Don’t Drink Too Much during Negotiations!
The participants also gave interesting and original tips for negotiations with management and government officials. For example, based on personal experience one of them recommended not to drink too much during negotiations because the talks could be terminated. Participants from the Ukraine recounted the case of a mine where the miners’ spouses and children participated in the protest—at times too actively (the cloths of one of the managers were torn to pieces).
On the third and final day of the workshop, participants heard an interesting topical report by Alan Sable, director of UNI Global Union Americas. Protests began in Chile in October 2019 after public transport prices were raised. Since then the protests have continued, despite the regime’s persistent attempts to suppress them.
“We are working in order to establish unions in Chile. The problem is that one only needs eight members in order to found a union. Thus there are many tiny groups and hardly any strong organization. We have been working to increase the union membership and helped establish a union in the field of private medical services—and now these unions are participating in the protests.”
Sable described some changes the neoliberal state is undergoing. Yet in his opinion, these changes merely create a very narrow window of opportunity that we need to utilize. If we do not succeed, there will be no substantial change. “We know from history that such windows of opportunity are soon closed again. To my mind, the challenge now is to make sure that concrete changes happen, in particular with regard to minimum wages, health insurance, pensions, and education.”
In addition to the historical insights, one may say in conclusion that new unions are trying to move into the future with new ideas and improved mechanisms, since it may not suffice to rely on labour courts, strikes, and sanctions such as demonstrations and petitions alone.
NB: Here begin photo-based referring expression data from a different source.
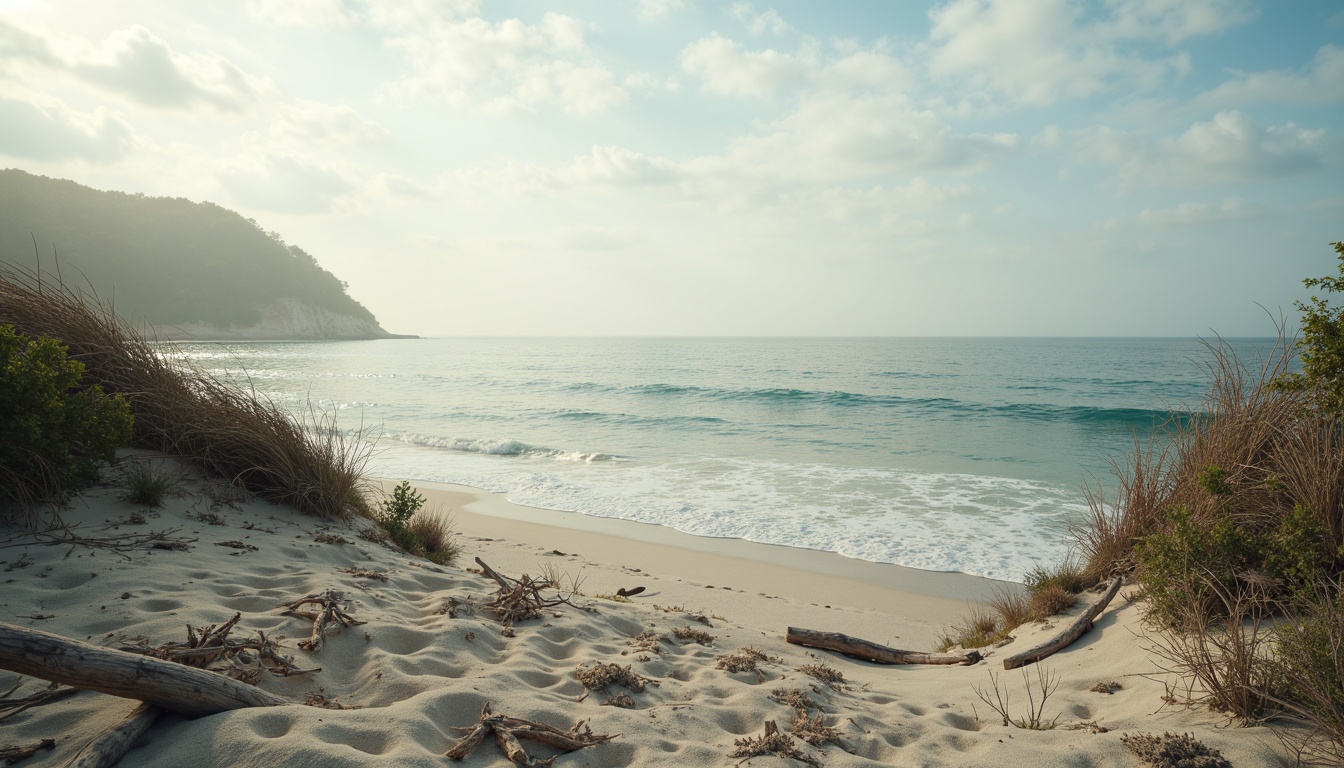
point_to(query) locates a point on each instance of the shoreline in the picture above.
(762, 585)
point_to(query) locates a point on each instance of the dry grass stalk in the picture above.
(770, 743)
(745, 661)
(812, 731)
(600, 677)
(180, 410)
(694, 635)
(1172, 751)
(997, 698)
(329, 612)
(364, 573)
(797, 698)
(1226, 658)
(829, 675)
(511, 731)
(211, 648)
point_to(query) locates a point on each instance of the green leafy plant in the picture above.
(54, 432)
(143, 483)
(1321, 344)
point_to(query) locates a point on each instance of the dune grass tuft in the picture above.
(180, 410)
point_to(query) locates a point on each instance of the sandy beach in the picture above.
(432, 654)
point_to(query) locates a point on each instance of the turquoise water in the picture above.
(940, 453)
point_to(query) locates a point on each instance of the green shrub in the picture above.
(1309, 662)
(401, 506)
(54, 432)
(1169, 560)
(143, 483)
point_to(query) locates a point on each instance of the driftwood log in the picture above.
(871, 651)
(170, 686)
(1063, 639)
(112, 744)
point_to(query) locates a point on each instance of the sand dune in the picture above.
(432, 654)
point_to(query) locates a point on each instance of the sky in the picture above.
(683, 167)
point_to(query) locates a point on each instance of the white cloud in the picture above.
(136, 65)
(726, 69)
(1040, 51)
(1175, 20)
(655, 10)
(285, 183)
(311, 121)
(1202, 214)
(504, 67)
(1323, 82)
(42, 128)
(303, 14)
(1231, 147)
(760, 22)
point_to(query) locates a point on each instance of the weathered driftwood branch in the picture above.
(1063, 639)
(207, 646)
(112, 744)
(519, 599)
(508, 731)
(329, 612)
(171, 686)
(871, 651)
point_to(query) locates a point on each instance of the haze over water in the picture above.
(945, 453)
At least from the outside, it seems that there is an intensive effort to develop a sort of high-tech configuration of labour struggles, a kind of techno-union: small independent systems that initiate major changes without relying on the old and outdates mechanisms in the field—not even those supposedly designed to serve the workers.
Nitzan Temani, one of the two general secretaries of the union Ko'ah LaOvdim, came to that conclusion at the end of workshop, saying “I see here a sort of axis between the European countries and Israel, along which union members begin to understand that they cannot rely on the old structures.” In her opinion that is in contrast to the US model, where “every organization works on its own, without attempting to influence politics at large. That is very interesting, and suddenly it shook me up. We must not duck, but raise our heads.”
Shortly before the participants gathered for a drink (just one—maybe in light of the insight regarding drinking during negotiations), the Russian activists announced a donation of 200,000 euro for the struggle of the Albanian miners. Thus solidarity did not remain on the purely theoretical level.
Prior to their departure, the workshop participants were asked to fill out a questionnaire regarding the benefits they drew from the workshop and what action they intend to take upon their return to their countries. “Be it overthrowing capitalism worldwide or a particular action regarding something in your close vicinity”, it read. One of the participants raised their head and answered: “Overthrowing capitalism, of course.”